In companion laboratory experiments, I discovered that HHV-6 could in fact cause
elaboration of various cytokines from human blood
cells, including cytokines designated TNF and IL-1, in amounts comparable to those which I discovered dsRNA would biologically neutralize in animals or man.
Two panels were analyzed for cytokine derangement. The first, panel A, was analyzed for IL-1-beta protein release after HHV-6 infection of human cells.

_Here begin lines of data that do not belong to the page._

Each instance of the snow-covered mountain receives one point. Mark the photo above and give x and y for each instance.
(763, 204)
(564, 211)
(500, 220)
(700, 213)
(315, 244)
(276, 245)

Amount of IL-1 Produced Inducer (picograms/ml)
A. HHV-6 3,400
B. Lipopolysaccharide 5,300
(positive control)
C. Unstimulated 725
(negative control)
In the second panel analysis of TNF alpha protein release was studied after HHV-6
infection of human cells.
Amount of TNF
Inducer (picograms/ml)
A. HHV-6 1,825
B. LPS 810
C. Unstimulated 190
The above tables indicate that cytokine levels, IL-1 and TNF alpha, respectively were
measured in supernatant fluids using ELISA kits according to the manufacturer's guidelines (R and D Systems, Minneapolis, MN) . HHV-6 (102
TCID50/ml) was added to PBMC cultures and
lymphokine/cytokine level determined after 2 to
6 days of culture.
Their action at the target cell level at which they were incurring ongoing damage to vital cell functions. Importantly, the viral intermediary,y by producing albeit "normal" lymphokines in cells and tissues not typically associated with cytokine
production, in fact brings about a cytokine
dysfunctional state since the cells bathed in the newly released cytokines cannot withstand their noxious effects and undergo morphological and
functional changes leading to disease acceleration and morbidity.
Thus, I concluded that the novel
mechanisms of neutralizing these noxious
macromolecules could result from either
stemming their production, in the first instance or alternatively, neutralizing their action at a target cell level at which they were incurring
ongoing damage to vital cell functions.